Gramophone finds "impressive accomplishment and no mean flair" in The Gluepot Connection
/" ‘That bloody Gluepot’ was how an infuriated Sir Henry Wood described The George, a bustling public house just round the corner from BBC Broadcasting House and the old Queen’s Hall, whose denizens once numbered many an orchestral player as well as the distinguished line-up of composers featured here. Andrew Griffiths has put together a generous and varied a cappella sequence, as nourishing as it is technically challenging, nowhere more so than in Arnold Bax’s towering Mater ora filium, which receives a reading of impressive accomplishment and no mean flair, if without quite outranking Ralph Allwood’s exhilarating and miraculously assured version with the youthful Rodolfus Choir (a genuine ‘must hear’ – Herald, 9/95). The same figure’s gorgeous I sing of a maiden also comes off very well, and how perceptively Griffiths and his responsive group quarry the depths of both John Ireland’s The Hills (which touchingly incorporates material from the slow movement of Elgar’s First Symphony) and Walton’s sublime setting of John Masefield’s Where does the uttered music go?.

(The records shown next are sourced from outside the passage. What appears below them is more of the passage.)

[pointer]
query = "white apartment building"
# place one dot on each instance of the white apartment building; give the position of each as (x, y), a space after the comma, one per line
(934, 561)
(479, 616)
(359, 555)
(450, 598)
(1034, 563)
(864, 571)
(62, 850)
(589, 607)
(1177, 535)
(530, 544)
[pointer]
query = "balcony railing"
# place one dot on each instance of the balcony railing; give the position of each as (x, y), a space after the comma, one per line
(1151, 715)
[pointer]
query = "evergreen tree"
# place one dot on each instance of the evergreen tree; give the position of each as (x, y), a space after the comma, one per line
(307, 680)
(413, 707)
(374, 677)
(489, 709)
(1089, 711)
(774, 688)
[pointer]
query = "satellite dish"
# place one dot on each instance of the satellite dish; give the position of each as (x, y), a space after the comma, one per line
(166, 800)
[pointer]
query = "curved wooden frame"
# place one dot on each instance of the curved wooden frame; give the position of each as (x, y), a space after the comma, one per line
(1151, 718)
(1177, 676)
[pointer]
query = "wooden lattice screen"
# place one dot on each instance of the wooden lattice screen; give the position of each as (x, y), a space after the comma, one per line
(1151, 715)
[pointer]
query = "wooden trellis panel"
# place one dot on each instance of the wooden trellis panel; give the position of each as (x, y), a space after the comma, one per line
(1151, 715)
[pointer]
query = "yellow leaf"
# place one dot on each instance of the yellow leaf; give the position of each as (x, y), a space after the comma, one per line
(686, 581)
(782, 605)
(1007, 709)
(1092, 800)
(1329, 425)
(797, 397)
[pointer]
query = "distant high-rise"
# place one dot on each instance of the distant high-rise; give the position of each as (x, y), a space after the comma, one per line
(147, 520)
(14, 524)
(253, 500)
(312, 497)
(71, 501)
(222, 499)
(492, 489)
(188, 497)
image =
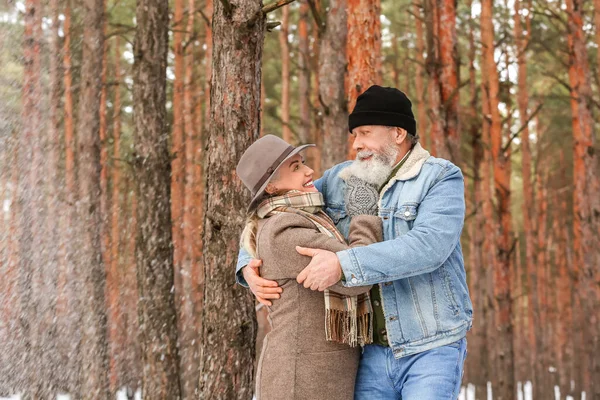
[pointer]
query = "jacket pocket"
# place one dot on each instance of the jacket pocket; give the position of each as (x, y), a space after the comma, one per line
(336, 214)
(404, 218)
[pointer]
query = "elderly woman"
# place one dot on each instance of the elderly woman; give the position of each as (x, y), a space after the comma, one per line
(311, 351)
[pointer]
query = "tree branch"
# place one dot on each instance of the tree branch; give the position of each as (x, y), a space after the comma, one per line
(317, 16)
(513, 136)
(274, 6)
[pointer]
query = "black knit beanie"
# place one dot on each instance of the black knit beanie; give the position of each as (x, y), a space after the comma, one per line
(383, 106)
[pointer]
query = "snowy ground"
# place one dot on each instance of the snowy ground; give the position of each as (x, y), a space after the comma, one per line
(525, 392)
(121, 395)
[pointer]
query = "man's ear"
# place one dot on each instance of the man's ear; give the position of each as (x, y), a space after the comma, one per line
(400, 135)
(270, 189)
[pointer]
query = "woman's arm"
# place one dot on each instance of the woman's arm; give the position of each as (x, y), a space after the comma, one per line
(280, 235)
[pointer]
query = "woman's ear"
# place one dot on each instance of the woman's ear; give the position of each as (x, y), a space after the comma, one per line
(400, 135)
(270, 189)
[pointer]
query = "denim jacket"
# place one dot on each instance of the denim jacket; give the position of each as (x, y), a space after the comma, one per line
(419, 266)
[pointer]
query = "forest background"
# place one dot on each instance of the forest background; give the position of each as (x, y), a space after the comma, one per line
(121, 124)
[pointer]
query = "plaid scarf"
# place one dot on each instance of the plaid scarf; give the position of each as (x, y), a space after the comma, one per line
(348, 319)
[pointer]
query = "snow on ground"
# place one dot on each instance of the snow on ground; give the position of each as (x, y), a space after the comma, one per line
(121, 395)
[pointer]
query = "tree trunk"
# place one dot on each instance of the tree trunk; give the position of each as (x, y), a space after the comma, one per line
(503, 351)
(67, 274)
(420, 74)
(363, 51)
(154, 254)
(332, 93)
(30, 192)
(188, 347)
(442, 68)
(522, 40)
(94, 372)
(113, 276)
(477, 272)
(586, 207)
(304, 76)
(178, 156)
(285, 76)
(229, 327)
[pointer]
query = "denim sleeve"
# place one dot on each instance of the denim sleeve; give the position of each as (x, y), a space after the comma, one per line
(243, 259)
(435, 234)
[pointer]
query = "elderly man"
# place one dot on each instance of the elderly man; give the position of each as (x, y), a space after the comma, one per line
(422, 309)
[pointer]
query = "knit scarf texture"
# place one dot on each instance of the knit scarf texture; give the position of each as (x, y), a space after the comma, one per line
(348, 319)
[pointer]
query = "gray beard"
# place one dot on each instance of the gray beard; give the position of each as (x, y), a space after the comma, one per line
(375, 171)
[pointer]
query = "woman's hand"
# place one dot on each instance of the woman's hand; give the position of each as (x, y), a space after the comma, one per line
(263, 289)
(361, 198)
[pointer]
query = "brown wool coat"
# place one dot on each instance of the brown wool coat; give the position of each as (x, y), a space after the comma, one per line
(296, 361)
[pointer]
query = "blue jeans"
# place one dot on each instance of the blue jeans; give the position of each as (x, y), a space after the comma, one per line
(435, 374)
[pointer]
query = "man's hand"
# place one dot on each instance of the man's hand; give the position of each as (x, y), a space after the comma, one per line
(263, 289)
(323, 271)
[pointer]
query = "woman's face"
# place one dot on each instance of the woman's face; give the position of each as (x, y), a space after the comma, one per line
(293, 175)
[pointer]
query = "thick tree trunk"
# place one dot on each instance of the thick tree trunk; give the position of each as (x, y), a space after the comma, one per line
(67, 298)
(30, 195)
(154, 254)
(304, 76)
(363, 51)
(586, 207)
(229, 327)
(332, 93)
(442, 68)
(285, 76)
(178, 155)
(113, 275)
(94, 372)
(188, 347)
(522, 40)
(503, 349)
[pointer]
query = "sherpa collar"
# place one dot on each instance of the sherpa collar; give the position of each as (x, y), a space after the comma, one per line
(410, 168)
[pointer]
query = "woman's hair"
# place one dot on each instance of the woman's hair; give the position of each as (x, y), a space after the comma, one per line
(248, 240)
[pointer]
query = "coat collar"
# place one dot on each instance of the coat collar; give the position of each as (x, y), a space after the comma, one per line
(410, 168)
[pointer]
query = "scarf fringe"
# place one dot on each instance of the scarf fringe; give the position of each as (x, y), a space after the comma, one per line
(348, 328)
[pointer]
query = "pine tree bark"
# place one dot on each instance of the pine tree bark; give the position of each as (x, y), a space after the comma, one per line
(152, 167)
(53, 187)
(363, 51)
(586, 206)
(188, 348)
(229, 328)
(285, 75)
(30, 192)
(304, 76)
(442, 68)
(332, 93)
(522, 40)
(178, 153)
(503, 350)
(420, 74)
(113, 275)
(94, 377)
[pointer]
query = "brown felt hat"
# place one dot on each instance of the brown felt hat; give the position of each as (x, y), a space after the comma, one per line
(260, 161)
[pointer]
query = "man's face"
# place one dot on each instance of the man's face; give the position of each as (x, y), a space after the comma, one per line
(376, 153)
(375, 142)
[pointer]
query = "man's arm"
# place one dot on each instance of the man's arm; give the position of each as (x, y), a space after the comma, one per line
(435, 234)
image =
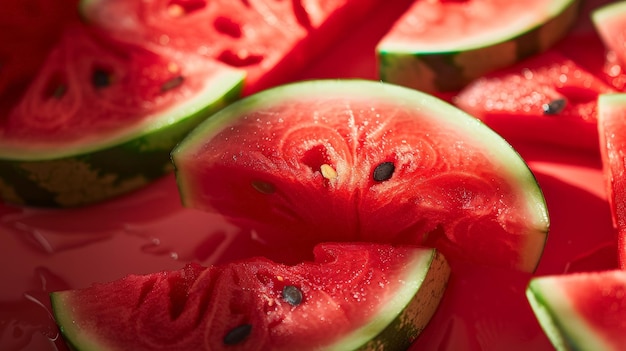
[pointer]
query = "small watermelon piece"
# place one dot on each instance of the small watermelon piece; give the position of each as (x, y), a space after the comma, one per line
(353, 296)
(547, 98)
(355, 160)
(270, 40)
(612, 133)
(609, 22)
(440, 46)
(101, 118)
(581, 311)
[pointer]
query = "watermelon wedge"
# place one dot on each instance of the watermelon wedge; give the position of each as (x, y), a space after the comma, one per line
(547, 99)
(582, 311)
(269, 40)
(612, 132)
(353, 296)
(440, 46)
(355, 160)
(609, 22)
(101, 118)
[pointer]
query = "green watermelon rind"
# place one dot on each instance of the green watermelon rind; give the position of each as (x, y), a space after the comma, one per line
(557, 316)
(407, 313)
(514, 168)
(403, 317)
(87, 173)
(451, 67)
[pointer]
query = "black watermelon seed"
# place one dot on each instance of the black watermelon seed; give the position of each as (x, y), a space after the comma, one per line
(292, 295)
(384, 171)
(100, 78)
(237, 334)
(172, 83)
(554, 107)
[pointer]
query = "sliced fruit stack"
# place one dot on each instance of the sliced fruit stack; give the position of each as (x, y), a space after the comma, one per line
(586, 311)
(93, 102)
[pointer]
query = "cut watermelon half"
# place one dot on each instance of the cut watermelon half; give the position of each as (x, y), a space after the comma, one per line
(270, 40)
(440, 46)
(353, 296)
(101, 118)
(582, 311)
(357, 160)
(547, 98)
(612, 132)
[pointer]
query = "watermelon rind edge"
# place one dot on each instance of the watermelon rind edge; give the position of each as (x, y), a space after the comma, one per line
(409, 310)
(73, 176)
(451, 67)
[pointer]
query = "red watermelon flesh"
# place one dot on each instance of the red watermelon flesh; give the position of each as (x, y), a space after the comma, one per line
(350, 292)
(612, 132)
(270, 40)
(515, 101)
(90, 87)
(28, 31)
(582, 311)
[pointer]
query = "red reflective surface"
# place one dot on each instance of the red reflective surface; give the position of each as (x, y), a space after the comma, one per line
(148, 231)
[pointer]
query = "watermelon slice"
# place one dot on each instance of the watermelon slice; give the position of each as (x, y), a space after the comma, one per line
(360, 160)
(547, 98)
(582, 311)
(101, 118)
(612, 130)
(440, 46)
(270, 40)
(352, 296)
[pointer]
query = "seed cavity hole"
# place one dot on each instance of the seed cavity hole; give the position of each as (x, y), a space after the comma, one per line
(328, 171)
(292, 295)
(263, 187)
(237, 334)
(383, 171)
(241, 58)
(179, 8)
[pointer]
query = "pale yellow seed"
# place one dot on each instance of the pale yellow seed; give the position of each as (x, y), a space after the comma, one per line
(328, 171)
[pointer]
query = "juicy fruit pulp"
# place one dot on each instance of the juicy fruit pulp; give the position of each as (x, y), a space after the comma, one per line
(583, 311)
(353, 296)
(72, 141)
(313, 158)
(440, 46)
(612, 133)
(269, 40)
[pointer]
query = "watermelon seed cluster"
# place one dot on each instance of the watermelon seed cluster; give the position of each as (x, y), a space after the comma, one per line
(384, 171)
(292, 295)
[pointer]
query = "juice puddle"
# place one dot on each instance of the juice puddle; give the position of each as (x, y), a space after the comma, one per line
(48, 250)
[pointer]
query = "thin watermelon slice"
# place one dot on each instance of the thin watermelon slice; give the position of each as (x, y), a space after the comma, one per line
(582, 311)
(612, 132)
(101, 118)
(547, 99)
(357, 160)
(353, 296)
(440, 46)
(609, 22)
(270, 40)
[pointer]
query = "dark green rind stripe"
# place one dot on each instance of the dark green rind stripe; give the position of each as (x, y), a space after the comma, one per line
(404, 330)
(446, 71)
(93, 177)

Particularly welcome are the premiere recordings of Alan Rawsthorne’s Four Seasonal Songs (1956), and Alan Bush’s Lidice (1947) and Like Rivers Flowing (1957) – the former an especially powerful creation first given under the composer’s lead at the site of the eponymous Czech village obliterated by the Nazis. Elsewhere, Peter Warlock’s The Full Heart (completed in 1916 and revised five years later) mesmerises in its penetrating harmonic resourcefulness, as indeed does Delius’s lovely On Craig Ddu (which so bowled over the teenage Warlock when he heard it at Eton College); Elisabeth Lutyens’s sensuous Verses of Love (to words by Ben Jonson) enjoys superbly controlled advocacy; and it’s always a treat to encounter Moeran’s enchanting Songs of Springtime when they receive such ardent and fresh-faced treatment as here.
Excellently engineered by David Hinitt within the helpful surroundings of All Hallows, Gospel Oak, and knowledgeably annotated by Andrew Griffiths, this enterprising and imaginative Somm anthology strikes me as well worth seeking out."